NEW YORK (AP) — "This crew is good," declares Al Pacino's Los Angeles detective Vincent Hanna in Michael Mann's sprawling noir saga "Heat." Hanna is speaking of Neil McCauley's (Robert De Niro) criminal gang but the same could also be said of Mann and his production team.
The sheer filmmaking rigor is one of the things on display in the "Heat" Blu-ray, out Tuesday, that includes a number of insights into Mann's 1995 opus of driven men and the women who suffer their obsessions. It features a glorious restoration of the film, the most pristine presentation yet of Mann's heavily researched investigation into the night — a recurring fascination for the intrepid director of "Collateral" and "Miami Vice."
It was and remains the quintessential Mann film. Preceded by "The Last of the Mohicans" and followed by "The Insider," ''Heat" found the director — and his legendary leads — at the very top of their game: the thunderous downtown Los Angeles shootout, the historic Pacino-De Niro tete-a-tete, the panorama of characters.
Taking a break from developing a miniseries of Mark Bowden's upcoming Tet Offensive history, "Hue 1968" — a project he is bursting with enthusiasm for — Mann spoke recently about "Heat," 22 years later.
AP: What did you want to accomplish with this restoration?
Mann: What I wanted to do was take it away from the way the world would have seemed, seen 22 years ago, and into the way the world is now. Everything evolves, including what we think is real, how we see light and shadow on a human face, what constitutes a dramatic aspect. I think we probably went into every shot of the film.
AP: You're co-writing a novel prequel to "Heat." Is that something that could turn into a film?
Mann: It may be. It's a ways away. There's a lot of work that's going to have to go into that.
AP: One striking aspect of "Heat" is how you linger on the deaths of various characters, as if taking a moment to contemplate the choices that brought them to their fate.
Mann: I'm a big believer in causality. I think if there was an instrument to measure all the micro-causal tracks between what causes a thing to happen and the effect, it would all be knowable. We don't have that instrument.
AP: This film and others of yours, like "The Insider," are about men consumed by their work. Are you drawn to these stories because the same is true of you?
Mann: I don't know, maybe. Do I have to be lying down to answer this question? Listen, drama to me is conflict. Conflict is usually some kind of collision. Collision between two slackers isn't really that interesting. "Do you want to watch TV at my house or your house?" It tends to take you into people who are pretty proficient at what they do, or want to be good at what they do, or ambitious.

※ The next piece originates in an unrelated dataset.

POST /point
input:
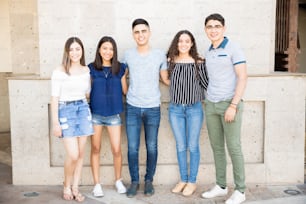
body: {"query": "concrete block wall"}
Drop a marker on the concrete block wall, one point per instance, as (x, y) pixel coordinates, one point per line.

AP: Do you grant that you're an obsessively detailed filmmaker?
Mann: I plead guilty to being ambitious. I wish I wasn't that ambitious sometimes because I love shooting. Some directors don't like shooting. I actually like shooting. I would lead a very happy life as a journeyman director and I'm incapable of it. But I have to feel pretty passionate about something.
AP: The coffee shop scene famously for the first time united Pacino and De Niro on screen. Yet you avoided a wide shot of them both fully in the frame and stuck to over-the-shoulder shots. Why?
Mann: I hadn't intended on excluding a wide shot until the editing. Every time we (Mann and editor Dov Hoenig) put that shot in, it let the air out of the balloon. It deflated the intensity. ... When you stopped being empathetically projected over Al's shoulder of Bob or vice versa, but then became an observer looking at the two of them, it stopped being quite as intensely immersive.
AP: Instead, they aren't fully seen together until the final shot of the film, that incredible crescendo scored by Moby .
Mann: By the way, he was integral in the editing. He was fascinated with the film. We had a strange (round-the-clock) editing situation. ... Often, I'd get in in the morning and Moby would be there sleeping under one of the Avids or something because he was hanging around quite a bit.
AP: Has "Heat," in particular, remained with you? The characters seem to still rattle around your head.
Mann: Well, they all do. "The Insider" and "Heat" are two films I've never really changed. They didn't need any modification. There's a line I'd take out of "Heat" if I was ever motivated to. I'm not going to tell you what it is, though.
AP: Pacino has a few famously big, theatrical moments in the film. He's claimed his character has an unseen cocaine habit that explains some of the behavior.
Mann: That kind of provocation and verbal, psychological assault is absolutely what guys who are good at doing this will do. That's kind of where it comes from. And the scene with Hank Azaria, as well. By this point, Al and I were almost three-quarters of the way through shooting the film and it was Azaria's first day on the set. Al and I had a kind of shorthand communication about "I'm going to try something" or "I'm going to do a free one," which meant that we had gotten the scene and "Let me just rip and see what's going to happen spontaneously." He and I would always do these. I said, "Great, go ahead." We had forgotten to clue in Azaria. So all of a sudden Al explodes all over the place. The look on Azaria's face.